Tabou et transgressions
Actes du colloque organisé par le Collège de France, Paris, les 11-12 avril 2012
Jean-Marie Durand, Michaël Guichard, Thomas Römer
This colloquium brought together biblical scholars, Assyriologists and scholars of Antiquity to discuss the question of taboo and its transgressions, from the perspective of their disciplines and through their particular corpus of texts: Bible, literary or archeological evidences from Mesopotamia, Ancient Greece, Ancient Egypt and the Mamelouk period… On the one side, the contributions highlight the absence of a term that would be the equivalent of the word “taboo”, originally borrowed from the Polynesian languages by last century’s anthropologists. It appears however that several characteristics connected to this concept are recurring in the societies under scrutiny.
Thus, several contributions indicated the importance of food prohibitions as identity markers. These “table manners”, such as the blood interdiction in ancient Israel, allow a group to establish its own boundaries from the inside, and to define its modes of belonging and recognition. It also happens that specific diets are used to describe a group from the outside. It can prove unjustified and caricatural, as is the case for the pork-less diet attributed to the Egyptians by Herodotus, or, on the contrary, reflect a socio-historic reality, like in the case of the Amorites, a nomadic tribe which ate desert truffles and raw meat. The identity function of diets is also highlighted in interethnic meetings, when minority groups, like the Jews in the Hellenistic periods, were forced to adapt their practice to avoid being excluded from the city’s circles of influence.

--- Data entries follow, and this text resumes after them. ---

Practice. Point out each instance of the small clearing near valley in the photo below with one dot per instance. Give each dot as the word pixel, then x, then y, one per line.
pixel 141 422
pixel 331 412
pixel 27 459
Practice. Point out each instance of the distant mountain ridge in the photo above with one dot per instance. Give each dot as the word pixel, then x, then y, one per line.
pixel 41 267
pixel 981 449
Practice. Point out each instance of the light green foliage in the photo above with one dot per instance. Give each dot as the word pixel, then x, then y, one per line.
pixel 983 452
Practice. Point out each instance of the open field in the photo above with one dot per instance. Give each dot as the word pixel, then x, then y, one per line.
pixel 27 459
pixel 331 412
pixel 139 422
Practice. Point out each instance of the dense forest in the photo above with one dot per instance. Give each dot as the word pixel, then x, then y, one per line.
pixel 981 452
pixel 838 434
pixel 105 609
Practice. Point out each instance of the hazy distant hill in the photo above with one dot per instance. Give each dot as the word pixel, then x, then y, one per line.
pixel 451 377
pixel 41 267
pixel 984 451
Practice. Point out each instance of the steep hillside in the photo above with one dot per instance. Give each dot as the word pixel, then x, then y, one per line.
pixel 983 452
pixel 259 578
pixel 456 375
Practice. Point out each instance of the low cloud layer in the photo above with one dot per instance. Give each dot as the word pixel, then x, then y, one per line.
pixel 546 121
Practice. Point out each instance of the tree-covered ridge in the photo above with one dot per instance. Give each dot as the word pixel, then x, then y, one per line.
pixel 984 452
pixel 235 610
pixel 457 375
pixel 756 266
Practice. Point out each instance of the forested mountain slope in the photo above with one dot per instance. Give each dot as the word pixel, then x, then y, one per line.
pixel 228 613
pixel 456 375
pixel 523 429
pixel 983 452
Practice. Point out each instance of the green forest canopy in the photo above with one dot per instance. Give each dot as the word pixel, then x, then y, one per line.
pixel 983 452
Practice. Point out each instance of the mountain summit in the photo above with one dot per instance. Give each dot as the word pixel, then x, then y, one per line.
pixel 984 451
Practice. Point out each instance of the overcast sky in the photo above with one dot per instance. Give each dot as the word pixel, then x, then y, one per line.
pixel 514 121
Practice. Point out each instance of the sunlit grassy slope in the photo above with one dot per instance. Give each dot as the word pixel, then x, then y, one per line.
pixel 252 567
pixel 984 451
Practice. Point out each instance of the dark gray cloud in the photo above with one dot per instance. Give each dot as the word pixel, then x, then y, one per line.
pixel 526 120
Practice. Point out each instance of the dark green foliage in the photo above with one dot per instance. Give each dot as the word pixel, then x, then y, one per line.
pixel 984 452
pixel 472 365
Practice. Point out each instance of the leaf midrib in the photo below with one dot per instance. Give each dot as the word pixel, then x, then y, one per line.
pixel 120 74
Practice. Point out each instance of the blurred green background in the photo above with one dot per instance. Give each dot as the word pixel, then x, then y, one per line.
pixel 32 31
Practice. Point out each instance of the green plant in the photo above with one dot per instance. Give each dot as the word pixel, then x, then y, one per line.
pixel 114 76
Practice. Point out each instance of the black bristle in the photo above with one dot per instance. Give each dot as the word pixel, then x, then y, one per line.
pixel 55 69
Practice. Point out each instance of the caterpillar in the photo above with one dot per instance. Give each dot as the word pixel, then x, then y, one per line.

Sexual intercourse is a domain where laws hold little sway and where taboos help to define limits. Thus, prostitution in Ancient Israel was discussed as well as the metaphorical use of prostitution in prophetic discourse. Other contributions also analyzed the problem of interethnic marriages that blur the boundaries of the community, and the possibility, in extreme situations, to defy fundamental prohibitions such as incest in order to preserve other group values.
“Contact taboo” were also considered. They characterize exclusive places, like a sanctuary or the house of a high priestess, the entrance of which is limited solely to the initiated. Some objects, such as war spoils, or some people, like first-borns, receive a sacred character that necessitates that they be set aside from the group. Conversely, for them to be integrated, one is conditioned by the observance of a ritual or of postures that insure the protection of the remainder of the group.
In order to understand prohibitions and various regulations, one needs to be aware of the economical and social context in which they develop as well as of the collective imaginary to which they refer. Thus Assyrians put into place a fundamental distinction between what is voluntary and involuntary. Taking into account involuntary mistakes allows explaining any type of trouble that is related to the behavior of the one affected by trouble. This sense of responsibility generates new prohibitions established by hemerology, which sets auspicious and inauspicious days. Knowing these days limits the risk for unconscious mistakes. For their part, the founding texts of Judaism at the Persian time express an ideal where law should be placed under the authority of the temple. The law of retaliation (lex talionis) and the penalties of mutilations it implies is here indicative more of an ideological construction than of a historical reality.